Today’s preparatory text: John 14:6-7

Jesus said to him, “I am the way, and the truth, and the life. No one comes to the Father except through me. If you know me, you will know my Father also. From now on you do know him and have seen him.”


By Chuck Griffin

People struggle with the exclusive nature of Jesus’ words quoted above. Even churchgoers sometimes want to soften or reinterpret what he said.

An idea called “universalism” has come up repeatedly among religious people through the centuries. It focuses on the similarities many religions share, ultimately trying to describe them all as different paths to God.

For example, there are similar sayings by the Buddha and Jesus. The Buddha said, “Be lamps unto yourselves.”  Jesus said, “You are the light of the world.” 

The Buddha declared all matter in this world to be transitory, unworthy of our attachments. Jesus said, “Heaven and earth will pass away, but my words will not pass away.” 

The Buddha’s last words are said to be, “Work out your own salvation with diligence.”  The Apostle Paul, inspired by Jesus, said, “Work out your own salvation with fear and trembling.”

But in John 14 and elsewhere in Scripture, Jesus is quoted as saying something very different from the Buddha or other teachers or prophets. Jesus staked claim to divinity, essentially saying he is God among us in flesh. His resurrection from the dead proves there was power behind his claim.

If we are followers who take Scripture seriously, we find ourselves with limited theological options.

C.S. Lewis discussed this topic in his book “Mere Christianity”.

“I am trying here to prevent anyone saying the really foolish thing that people often say about [Jesus]: I’m ready to accept Jesus as a great moral teacher, but I don’t accept his claim to be God. That is the one thing we must not say. A man who was merely a man and said the sort of things Jesus said would not be a great moral teacher. He would either be a lunatic—on the level with the man who says he is a poached egg—or else he would be the Devil of Hell. You must make your choice. Either this man was, and is, the Son of God, or else a madman or something worse. You can shut him up for a fool, you can spit at him and kill him as a demon or you can fall at his feet and call him Lord and God, but let us not come with any patronizing nonsense about his being a great human teacher. He has not left that open to us. He did not intend to.”

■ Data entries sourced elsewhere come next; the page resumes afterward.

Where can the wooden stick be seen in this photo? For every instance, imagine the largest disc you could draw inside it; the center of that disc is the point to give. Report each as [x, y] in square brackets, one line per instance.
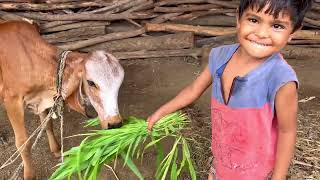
[307, 34]
[312, 15]
[209, 20]
[81, 17]
[164, 17]
[46, 7]
[176, 2]
[60, 1]
[218, 40]
[10, 16]
[171, 41]
[196, 52]
[75, 34]
[115, 5]
[200, 30]
[126, 6]
[55, 23]
[197, 14]
[141, 7]
[75, 25]
[184, 9]
[225, 4]
[107, 37]
[312, 21]
[300, 53]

I hope all of you who are Christians can follow this line of reasoning. It goes directly to our relationship with our savior. When we call ourselves “Christian,” we have made a dramatic, life-altering choice. We have said, “Yes, Jesus Christ is the one. He is Lord, rightfully over all things!”

When we make such a choice, our relationship with Jesus cannot be distant or academic. We approach him as the Holy One, the one who lives now and forever, and his teachings left to us in Scripture become guidance from upon high.

Yes, it is a divisive concept. That’s why so many people try to avoid it. More on the subject of division tomorrow.

Lord, place in us once again a deep sense that through belief in Jesus Christ’s sacrifice we have found the way home to you, despite our sinful disobedience. May that truth color every moment of our lives. Amen.